Stavrov Dimas, a former European commissioner, secured the votes of only 168 MPs, the same number he had won during the second vote last week.

Setback

The defeat is regarded as a major setback for eurozone countries that helped bring Greece back from the brink in 2010.

Since then €240bn (£188bn; $290bn) has been spent helping Greece pay off its debts. In return for two major bailouts, the European Union and the International Monetary Fund demanded stringent austerity measures.

Mr Tsipras, whose party has a narrow but steady lead in opinion polls, said the rejection of Mr Dimas was a "historic day for Greek democracy".

Meanwhile, Prime Minister Samaras, whose centre-right New Democracy party dominates the current ruling coalition, said the public risked finding out "how easy it is to relapse into the deepest and most dramatic crisis" after the new election, the fourth in six years of financial crisis.

Investors fear Mr Tsipras' left-wing opposition party might act on popular resentment at six years of government austerity by seeking to overhaul the international bailout deal.

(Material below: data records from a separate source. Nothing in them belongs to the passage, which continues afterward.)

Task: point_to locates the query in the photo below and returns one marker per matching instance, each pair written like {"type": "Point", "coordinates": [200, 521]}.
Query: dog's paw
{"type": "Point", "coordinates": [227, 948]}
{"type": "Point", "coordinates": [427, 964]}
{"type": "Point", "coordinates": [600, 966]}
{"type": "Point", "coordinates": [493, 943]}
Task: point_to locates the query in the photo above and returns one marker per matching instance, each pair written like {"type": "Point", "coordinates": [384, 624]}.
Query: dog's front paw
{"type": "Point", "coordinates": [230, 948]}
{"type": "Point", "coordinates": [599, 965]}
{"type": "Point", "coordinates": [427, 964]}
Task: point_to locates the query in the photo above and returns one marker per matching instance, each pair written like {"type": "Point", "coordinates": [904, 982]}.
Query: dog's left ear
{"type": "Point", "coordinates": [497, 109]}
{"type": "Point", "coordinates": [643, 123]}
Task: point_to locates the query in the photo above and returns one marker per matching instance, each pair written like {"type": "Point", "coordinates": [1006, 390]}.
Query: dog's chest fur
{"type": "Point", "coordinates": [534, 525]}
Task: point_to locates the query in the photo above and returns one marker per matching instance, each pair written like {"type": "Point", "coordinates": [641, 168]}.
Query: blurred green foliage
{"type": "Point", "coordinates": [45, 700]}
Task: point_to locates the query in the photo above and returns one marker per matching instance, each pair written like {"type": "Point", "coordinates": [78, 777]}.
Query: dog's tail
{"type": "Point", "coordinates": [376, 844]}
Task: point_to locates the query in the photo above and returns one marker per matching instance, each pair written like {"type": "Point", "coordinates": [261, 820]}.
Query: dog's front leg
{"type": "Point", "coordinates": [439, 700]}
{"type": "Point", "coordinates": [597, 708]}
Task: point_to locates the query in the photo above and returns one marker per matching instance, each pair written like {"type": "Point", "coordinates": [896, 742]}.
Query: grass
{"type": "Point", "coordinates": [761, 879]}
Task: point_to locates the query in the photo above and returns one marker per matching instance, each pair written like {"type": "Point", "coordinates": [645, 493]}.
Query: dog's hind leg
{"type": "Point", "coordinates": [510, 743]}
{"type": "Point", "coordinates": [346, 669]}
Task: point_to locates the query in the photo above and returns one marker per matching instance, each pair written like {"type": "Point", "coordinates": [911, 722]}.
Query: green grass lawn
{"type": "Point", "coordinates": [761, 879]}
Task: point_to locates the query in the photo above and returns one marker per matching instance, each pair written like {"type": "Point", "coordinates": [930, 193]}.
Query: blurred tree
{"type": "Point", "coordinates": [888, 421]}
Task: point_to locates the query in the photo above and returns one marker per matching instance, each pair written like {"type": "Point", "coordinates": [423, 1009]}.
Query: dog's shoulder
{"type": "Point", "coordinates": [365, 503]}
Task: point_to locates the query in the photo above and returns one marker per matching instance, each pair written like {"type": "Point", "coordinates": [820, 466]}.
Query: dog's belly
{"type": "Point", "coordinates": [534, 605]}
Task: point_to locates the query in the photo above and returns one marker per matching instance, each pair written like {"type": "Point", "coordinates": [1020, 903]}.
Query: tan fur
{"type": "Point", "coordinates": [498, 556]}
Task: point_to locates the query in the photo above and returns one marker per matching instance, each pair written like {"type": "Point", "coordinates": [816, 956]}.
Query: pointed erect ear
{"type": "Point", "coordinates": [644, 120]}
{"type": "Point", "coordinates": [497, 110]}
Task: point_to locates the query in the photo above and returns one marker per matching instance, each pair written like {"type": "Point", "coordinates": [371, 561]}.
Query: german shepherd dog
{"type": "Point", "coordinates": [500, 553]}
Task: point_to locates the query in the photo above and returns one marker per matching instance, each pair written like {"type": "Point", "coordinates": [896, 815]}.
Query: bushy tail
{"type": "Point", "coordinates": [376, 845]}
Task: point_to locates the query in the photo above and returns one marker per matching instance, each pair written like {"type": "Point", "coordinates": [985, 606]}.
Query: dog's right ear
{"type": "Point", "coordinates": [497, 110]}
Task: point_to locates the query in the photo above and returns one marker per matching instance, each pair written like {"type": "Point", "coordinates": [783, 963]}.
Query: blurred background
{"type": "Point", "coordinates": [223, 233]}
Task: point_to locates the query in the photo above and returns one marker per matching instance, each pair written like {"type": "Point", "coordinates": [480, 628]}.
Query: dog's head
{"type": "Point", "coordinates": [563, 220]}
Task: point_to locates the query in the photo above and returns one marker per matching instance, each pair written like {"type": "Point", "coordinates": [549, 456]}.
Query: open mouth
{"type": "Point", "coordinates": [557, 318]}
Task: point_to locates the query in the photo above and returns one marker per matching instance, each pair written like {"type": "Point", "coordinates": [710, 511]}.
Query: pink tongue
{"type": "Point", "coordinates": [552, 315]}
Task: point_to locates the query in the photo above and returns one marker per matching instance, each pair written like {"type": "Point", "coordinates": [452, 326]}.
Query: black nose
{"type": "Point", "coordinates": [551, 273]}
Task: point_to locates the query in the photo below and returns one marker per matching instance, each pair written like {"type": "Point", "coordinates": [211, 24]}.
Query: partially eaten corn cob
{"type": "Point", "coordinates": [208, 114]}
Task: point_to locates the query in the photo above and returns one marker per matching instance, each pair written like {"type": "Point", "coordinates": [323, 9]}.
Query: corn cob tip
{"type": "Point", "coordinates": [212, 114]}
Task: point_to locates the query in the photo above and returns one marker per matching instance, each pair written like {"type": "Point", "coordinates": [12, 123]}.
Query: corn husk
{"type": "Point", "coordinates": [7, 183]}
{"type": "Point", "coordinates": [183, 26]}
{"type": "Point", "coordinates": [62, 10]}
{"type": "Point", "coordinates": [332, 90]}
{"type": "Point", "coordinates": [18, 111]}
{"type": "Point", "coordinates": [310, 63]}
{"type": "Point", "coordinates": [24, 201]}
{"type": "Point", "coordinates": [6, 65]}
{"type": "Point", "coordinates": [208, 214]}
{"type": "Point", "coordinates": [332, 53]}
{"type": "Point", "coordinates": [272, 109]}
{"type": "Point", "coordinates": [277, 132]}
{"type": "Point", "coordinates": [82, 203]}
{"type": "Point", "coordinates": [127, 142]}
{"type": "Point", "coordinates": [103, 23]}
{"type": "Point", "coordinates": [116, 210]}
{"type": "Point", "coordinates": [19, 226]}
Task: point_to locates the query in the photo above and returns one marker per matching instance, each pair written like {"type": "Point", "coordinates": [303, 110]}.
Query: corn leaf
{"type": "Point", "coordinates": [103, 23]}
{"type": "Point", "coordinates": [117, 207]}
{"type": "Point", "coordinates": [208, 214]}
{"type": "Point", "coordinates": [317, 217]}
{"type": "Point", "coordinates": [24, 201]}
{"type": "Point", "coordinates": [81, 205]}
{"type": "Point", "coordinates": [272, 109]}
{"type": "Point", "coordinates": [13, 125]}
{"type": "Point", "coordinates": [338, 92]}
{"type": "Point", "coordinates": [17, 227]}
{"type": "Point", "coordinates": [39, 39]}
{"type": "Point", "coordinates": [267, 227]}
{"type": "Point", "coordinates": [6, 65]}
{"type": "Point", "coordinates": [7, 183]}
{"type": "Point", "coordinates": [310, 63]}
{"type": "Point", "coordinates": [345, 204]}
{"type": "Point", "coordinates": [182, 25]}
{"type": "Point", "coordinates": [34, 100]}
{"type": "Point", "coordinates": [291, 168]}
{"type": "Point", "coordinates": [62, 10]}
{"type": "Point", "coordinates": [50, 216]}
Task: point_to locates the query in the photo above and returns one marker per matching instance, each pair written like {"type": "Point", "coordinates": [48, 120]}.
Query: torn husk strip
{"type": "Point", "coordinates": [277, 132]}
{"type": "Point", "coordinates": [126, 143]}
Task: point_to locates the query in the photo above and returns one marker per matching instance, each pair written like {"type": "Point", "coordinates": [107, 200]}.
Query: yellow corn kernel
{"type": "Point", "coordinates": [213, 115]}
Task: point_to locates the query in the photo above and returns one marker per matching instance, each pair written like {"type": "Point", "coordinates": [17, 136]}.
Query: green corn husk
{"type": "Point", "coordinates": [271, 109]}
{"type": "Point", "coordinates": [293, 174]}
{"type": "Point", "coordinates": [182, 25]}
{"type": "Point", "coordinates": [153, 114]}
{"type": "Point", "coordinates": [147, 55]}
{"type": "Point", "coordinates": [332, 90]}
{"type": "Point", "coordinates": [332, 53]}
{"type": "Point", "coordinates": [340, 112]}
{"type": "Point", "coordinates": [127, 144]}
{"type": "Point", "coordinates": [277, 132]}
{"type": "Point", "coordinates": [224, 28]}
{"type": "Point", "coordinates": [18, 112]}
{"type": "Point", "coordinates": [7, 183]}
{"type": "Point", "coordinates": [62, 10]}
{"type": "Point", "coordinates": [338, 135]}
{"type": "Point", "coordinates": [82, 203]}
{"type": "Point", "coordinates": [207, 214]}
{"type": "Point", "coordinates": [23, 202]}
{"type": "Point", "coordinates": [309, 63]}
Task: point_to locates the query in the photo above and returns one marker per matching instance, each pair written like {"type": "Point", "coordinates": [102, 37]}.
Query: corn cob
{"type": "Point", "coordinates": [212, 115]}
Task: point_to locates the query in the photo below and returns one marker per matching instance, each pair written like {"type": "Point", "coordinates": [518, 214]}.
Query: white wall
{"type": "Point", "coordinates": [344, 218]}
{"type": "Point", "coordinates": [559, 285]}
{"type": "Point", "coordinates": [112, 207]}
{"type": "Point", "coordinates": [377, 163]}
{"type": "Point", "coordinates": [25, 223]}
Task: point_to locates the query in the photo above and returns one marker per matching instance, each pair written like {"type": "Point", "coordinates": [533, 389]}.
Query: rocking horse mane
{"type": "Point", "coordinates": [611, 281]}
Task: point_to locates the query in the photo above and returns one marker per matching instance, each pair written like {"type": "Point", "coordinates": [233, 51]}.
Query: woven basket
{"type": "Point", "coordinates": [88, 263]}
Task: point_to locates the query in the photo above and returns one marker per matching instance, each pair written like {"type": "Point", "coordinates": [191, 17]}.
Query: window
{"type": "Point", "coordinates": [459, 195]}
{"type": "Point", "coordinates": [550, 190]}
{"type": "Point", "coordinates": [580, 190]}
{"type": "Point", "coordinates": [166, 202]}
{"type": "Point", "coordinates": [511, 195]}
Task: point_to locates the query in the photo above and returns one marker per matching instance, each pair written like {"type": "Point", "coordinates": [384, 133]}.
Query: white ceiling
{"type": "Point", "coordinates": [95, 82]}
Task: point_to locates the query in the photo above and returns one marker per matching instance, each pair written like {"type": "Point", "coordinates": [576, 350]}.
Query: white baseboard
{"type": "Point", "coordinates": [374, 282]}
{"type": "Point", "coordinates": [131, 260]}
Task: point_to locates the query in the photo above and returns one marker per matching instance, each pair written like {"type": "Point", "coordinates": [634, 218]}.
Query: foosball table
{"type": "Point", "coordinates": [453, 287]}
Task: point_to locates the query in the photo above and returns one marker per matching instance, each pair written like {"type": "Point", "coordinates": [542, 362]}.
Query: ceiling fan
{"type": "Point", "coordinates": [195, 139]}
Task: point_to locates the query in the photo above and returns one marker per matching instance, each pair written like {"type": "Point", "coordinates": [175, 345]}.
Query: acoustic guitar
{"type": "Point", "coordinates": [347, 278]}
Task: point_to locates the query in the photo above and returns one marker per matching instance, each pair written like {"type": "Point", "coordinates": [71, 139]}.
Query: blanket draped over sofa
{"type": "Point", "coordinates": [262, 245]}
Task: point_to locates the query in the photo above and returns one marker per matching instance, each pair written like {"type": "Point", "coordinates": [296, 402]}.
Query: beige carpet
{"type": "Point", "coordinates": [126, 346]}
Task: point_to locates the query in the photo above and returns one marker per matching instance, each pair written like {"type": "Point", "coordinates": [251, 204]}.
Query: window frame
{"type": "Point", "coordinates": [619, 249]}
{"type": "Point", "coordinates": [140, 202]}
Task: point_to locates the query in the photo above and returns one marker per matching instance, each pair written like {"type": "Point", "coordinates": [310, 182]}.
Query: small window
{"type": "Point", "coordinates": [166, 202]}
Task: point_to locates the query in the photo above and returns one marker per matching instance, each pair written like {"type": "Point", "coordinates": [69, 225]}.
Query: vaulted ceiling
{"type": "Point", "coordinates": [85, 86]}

In response to the vote, the IMF said talks on completing a review of the bailout, which Greece would need if it were to leave the the EU-IMF programme, would take place only when a new government was in place.

The Athens stock market fell 7% on Monday as news of the vote sank in, with bank shares among the worst affected.

Investors sold off Greek government bonds, pushing bond yields above 9%. The government's borrowing costs on 10-year bonds rose to 9.7%, in a reminder of the 2010 crisis when 10-year bonds soared above 11%.

The European Central Bank made clear its preference for Greece to continue reforming its finances rather than ending austerity measures, praising its "impressive progress" in stabilising its public finances.

Mr Schaeuble warned that things could become difficult if Greece took a "different path".

"New elections change nothing about the agreements that the Greek government has entered into," the eurozone's most powerful finance minister added. "Any new government must stick to the contractual agreements of its predecessors."